Posted By USFN, Tuesday, September 1, 2015
Updated: Wednesday, September 23, 2015

September 1, 2015 


by Ronald C. Scott and Reginald P. Corley
Scott & Corley, P.A. – USFN Member (South Carolina)

The South Carolina Court of Appeals recently held that the “business records” exception to the evidentiary rules on hearsay does not apply to testimony that relies solely upon the inspection of documents maintained by a third party. The court further ruled that when this testimony is the only source of evidence for determining the amount owed on a promissory note, the admission of such testimony is prejudicial error — requiring reversal if used to solely determine the amount of the foreclosure debt and of the underlying deficiency judgment.

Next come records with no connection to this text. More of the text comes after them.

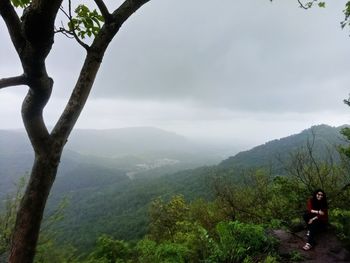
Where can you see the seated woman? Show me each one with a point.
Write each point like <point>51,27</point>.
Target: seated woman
<point>316,217</point>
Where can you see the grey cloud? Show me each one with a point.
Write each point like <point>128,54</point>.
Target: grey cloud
<point>250,56</point>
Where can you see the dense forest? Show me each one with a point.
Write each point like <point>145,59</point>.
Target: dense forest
<point>216,213</point>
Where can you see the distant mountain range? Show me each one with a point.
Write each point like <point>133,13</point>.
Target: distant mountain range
<point>132,151</point>
<point>110,192</point>
<point>323,137</point>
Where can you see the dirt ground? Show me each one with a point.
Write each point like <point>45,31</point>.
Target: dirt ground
<point>327,250</point>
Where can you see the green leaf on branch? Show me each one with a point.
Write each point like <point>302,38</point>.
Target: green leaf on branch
<point>86,22</point>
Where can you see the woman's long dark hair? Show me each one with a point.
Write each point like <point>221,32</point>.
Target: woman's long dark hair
<point>316,204</point>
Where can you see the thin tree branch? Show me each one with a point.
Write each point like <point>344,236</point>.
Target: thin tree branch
<point>13,81</point>
<point>104,10</point>
<point>127,9</point>
<point>71,33</point>
<point>13,24</point>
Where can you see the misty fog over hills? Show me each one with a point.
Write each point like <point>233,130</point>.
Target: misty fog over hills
<point>132,151</point>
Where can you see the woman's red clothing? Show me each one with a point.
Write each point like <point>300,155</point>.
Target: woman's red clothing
<point>324,217</point>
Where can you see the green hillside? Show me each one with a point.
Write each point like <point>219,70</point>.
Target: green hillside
<point>120,208</point>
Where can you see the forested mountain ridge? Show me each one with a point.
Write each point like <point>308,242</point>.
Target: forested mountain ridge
<point>322,138</point>
<point>134,151</point>
<point>127,201</point>
<point>103,199</point>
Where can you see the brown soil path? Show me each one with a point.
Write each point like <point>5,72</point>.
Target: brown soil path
<point>328,249</point>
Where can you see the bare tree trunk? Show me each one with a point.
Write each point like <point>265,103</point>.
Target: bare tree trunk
<point>31,211</point>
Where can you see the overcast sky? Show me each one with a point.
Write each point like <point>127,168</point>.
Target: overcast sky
<point>237,71</point>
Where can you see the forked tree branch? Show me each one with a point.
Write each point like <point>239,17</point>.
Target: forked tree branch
<point>90,68</point>
<point>13,81</point>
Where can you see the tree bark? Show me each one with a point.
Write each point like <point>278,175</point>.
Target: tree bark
<point>28,220</point>
<point>32,37</point>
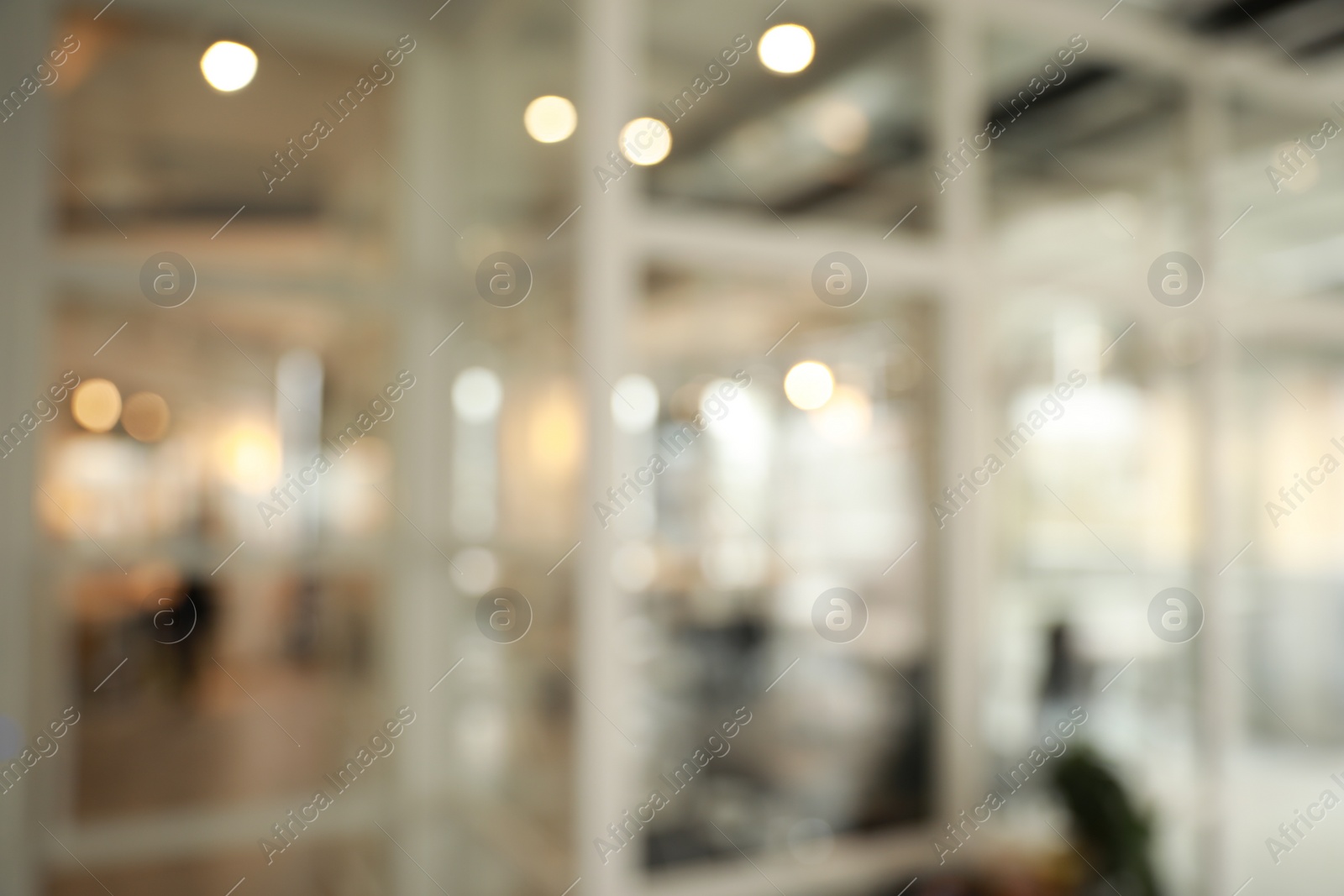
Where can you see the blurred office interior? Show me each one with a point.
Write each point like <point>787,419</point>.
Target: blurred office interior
<point>205,291</point>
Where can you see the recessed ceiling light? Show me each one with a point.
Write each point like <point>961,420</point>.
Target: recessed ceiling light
<point>549,120</point>
<point>228,66</point>
<point>786,50</point>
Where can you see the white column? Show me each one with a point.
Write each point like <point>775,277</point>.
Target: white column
<point>608,281</point>
<point>964,559</point>
<point>423,618</point>
<point>1207,141</point>
<point>24,199</point>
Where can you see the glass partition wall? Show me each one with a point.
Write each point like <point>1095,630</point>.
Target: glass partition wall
<point>692,564</point>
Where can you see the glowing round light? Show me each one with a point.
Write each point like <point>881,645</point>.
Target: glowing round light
<point>645,141</point>
<point>249,456</point>
<point>477,396</point>
<point>228,66</point>
<point>145,417</point>
<point>786,50</point>
<point>96,405</point>
<point>549,120</point>
<point>635,403</point>
<point>842,127</point>
<point>810,385</point>
<point>846,418</point>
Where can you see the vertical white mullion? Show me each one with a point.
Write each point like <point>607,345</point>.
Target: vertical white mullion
<point>606,768</point>
<point>958,70</point>
<point>26,197</point>
<point>421,636</point>
<point>1207,140</point>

In Deep Keel, LLC v. Atlantic Private Equity Group, LLC, Appellate Case No. 2013-002281, Opinion No. 5320 (June 17, 2015), Atlantic defaulted on a promissory note originally executed to Community First Bank (CFB) for a commercial loan of $2,000,000. The promissory note was secured by two parcels of land in Beaufort County. Atlantic defaulted on the note after two loan modifications, and CFB filed for foreclosure. (CFB later merged with Crescent Bank to become CresCom Bank, and the promissory note was eventually sold and assigned to Deep Keel.)

Prior to the sale and assignment, Deep Keel’s sole member, Scott Bynum, had reviewed CresCom Bank’s records, including a payment history. Bynum testified about the amounts owed by Atlantic based on this review; however, these documents were not introduced as evidence at the foreclosure hearing. In fact, Bynum’s testimony was the only evidence of the amount remaining due on the loan. Atlantic objected to Bynum’s testimony regarding the amounts owed on the basis that Bynum’s statements amounted to hearsay. Deep Keel maintained that the testimony should be admitted under the business records exception. The master in equity admitted the evidence and ordered the foreclosure, as well as a deficiency judgment against the two personal guarantors, based on Bynum’s testimony. Atlantic appealed.

The Court of Appeals agreed with Atlantic. First, the appellate court found that Bynum’s statements amounted to hearsay because his only basis for knowledge about amounts owed by Atlantic were the out-of-court statements reflected on the documents held and maintained by CresCom Bank, which he had reviewed prior to purchasing the note and mortgage. Next, the court determined that the business records exception does not protect his testimony from the evidentiary rule prohibiting hearsay. On appeal, the court reasoned that “[t]he plain language of Rule 803(6) allows for the admission of ‘[a] memorandum, report, record, or data compilation,’ not testimony describing such a document. We hold Rule 803(6) does not apply to admit live testimony offered to prove the contents of a record containing hearsay when that record is not offered in evidence.”

The appellate court also determined that the testimony was prejudicial to Atlantic, and that the deficiency judgment against the two personal guarantors must be reversed because “[w]ithout Bynum’s hearsay testimony concerning the unpaid balance, Deep Keel could not prove the amount remaining due on the debt, and the master had no basis for calculating the amount of the deficiency.”

The Deep Keel decision makes it clear that a mortgagee/assignee’s testimony alone concerning amounts owed on a loan will not be sufficient to establish the debt in a foreclosure action and to obtain a deficiency judgment against the personal guarantors. Assignees should demand and review copies of payment histories and other loan accounting information documentation in the files they purchase and be mindful to ensure that these documents remain available for litigation.

Note that this decision simultaneously upheld the master in equity’s order of foreclosure on the secured properties, as the court held that Deep Keel had properly authenticated the promissory note and mortgage, and Atlantic had admitted that payments had been untimely. Therefore, the appellate holding is limited to barring testimony, which solely relies on the review of documents maintained and under the control of a third party, as the lone source of evidence to determine the amount of the foreclosure debt and underlying deficiency judgment.